We took the panel to the outside assembly on the last day of school so that all the children and teachers in the school could get to see what work ‘Room 8’ had achieved in their 3 weeks of felting.

Photo thanks to Mrs. Wright


See if you can spot the 2 flying Kea (large mountain parrot), flying albatross, whale tail and dolphin in the sea, cow and sheep in the middle, Takehe, Kiwi, frog and Tuatara in the foreground!

The landscape shows the high mountains, peninsulas and sea, with Moeraki boulders (spherical boulders buried in the sand), waterfall, lake and palm trees and scrub in the foreground.

The children chose a flying Kea as the challenging project for the school to keep.

I drew a Kea because the Kea is a native mountain parrot and also because of the effective colours. They live in places in open country, they are known for their antics because they wreck cars." [Kimberley]

"The Kea lives in the mountains and eats rubber and bugs." [Tim]

"I was going to the coast and we saw a Kea, it was picking at the road." [Ryan]

I decided that we could all make a feather and then split the group so that those who had missed out on the felting of the big piece through a soccer and hockey tournament, could get the chance to work on the Kea.

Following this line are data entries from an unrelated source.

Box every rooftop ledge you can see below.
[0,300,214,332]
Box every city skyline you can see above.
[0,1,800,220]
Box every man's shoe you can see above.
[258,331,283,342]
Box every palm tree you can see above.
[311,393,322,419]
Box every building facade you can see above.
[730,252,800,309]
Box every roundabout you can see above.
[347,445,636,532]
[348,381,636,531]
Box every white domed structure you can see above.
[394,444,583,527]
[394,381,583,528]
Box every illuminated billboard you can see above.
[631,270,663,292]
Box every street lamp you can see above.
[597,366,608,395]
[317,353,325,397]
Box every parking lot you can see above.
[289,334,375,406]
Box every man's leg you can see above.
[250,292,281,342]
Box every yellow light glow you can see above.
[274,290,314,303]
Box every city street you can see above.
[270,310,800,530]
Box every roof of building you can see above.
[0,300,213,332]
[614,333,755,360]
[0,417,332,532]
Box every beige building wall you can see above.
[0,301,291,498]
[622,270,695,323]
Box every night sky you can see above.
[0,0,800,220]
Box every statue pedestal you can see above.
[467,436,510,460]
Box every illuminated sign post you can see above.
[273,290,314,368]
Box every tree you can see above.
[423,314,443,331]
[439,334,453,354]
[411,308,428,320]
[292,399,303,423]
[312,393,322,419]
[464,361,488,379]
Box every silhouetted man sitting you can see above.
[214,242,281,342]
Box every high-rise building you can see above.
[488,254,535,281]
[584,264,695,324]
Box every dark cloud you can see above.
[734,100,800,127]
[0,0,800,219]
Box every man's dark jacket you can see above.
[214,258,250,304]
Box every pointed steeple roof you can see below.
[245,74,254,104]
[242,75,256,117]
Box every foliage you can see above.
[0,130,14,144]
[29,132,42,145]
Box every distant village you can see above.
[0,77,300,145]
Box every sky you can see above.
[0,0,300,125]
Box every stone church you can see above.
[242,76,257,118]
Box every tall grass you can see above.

We used pipe cleaners inside the feathers, feet and beak to give extra stiffness. I also entrusted a couple of the children to use the special hooked felting needles and cover the body of the Kea with green wool.

Photo thanks to Penny Jackson

The Kea will be strung, puppet like and hang in the school’s office or entrance hall.

We finished off the last lesson of the last day before term ended by stitching eyes and tongues into the snakes, tidying up and I also gave a carding demonstration, those that wanted a go could get a chance after school!

The children made me a huge card with all their signatures on it, a lovely reminder for me to keep. A final HUGE thank you to the Penny Jackson who looked after me so well at school and at home, to Dave Lane for opening up his home to me and sharing his photos to the school for making me welcome and of course the whole class of Room 8 for all their hard work in making the project a success.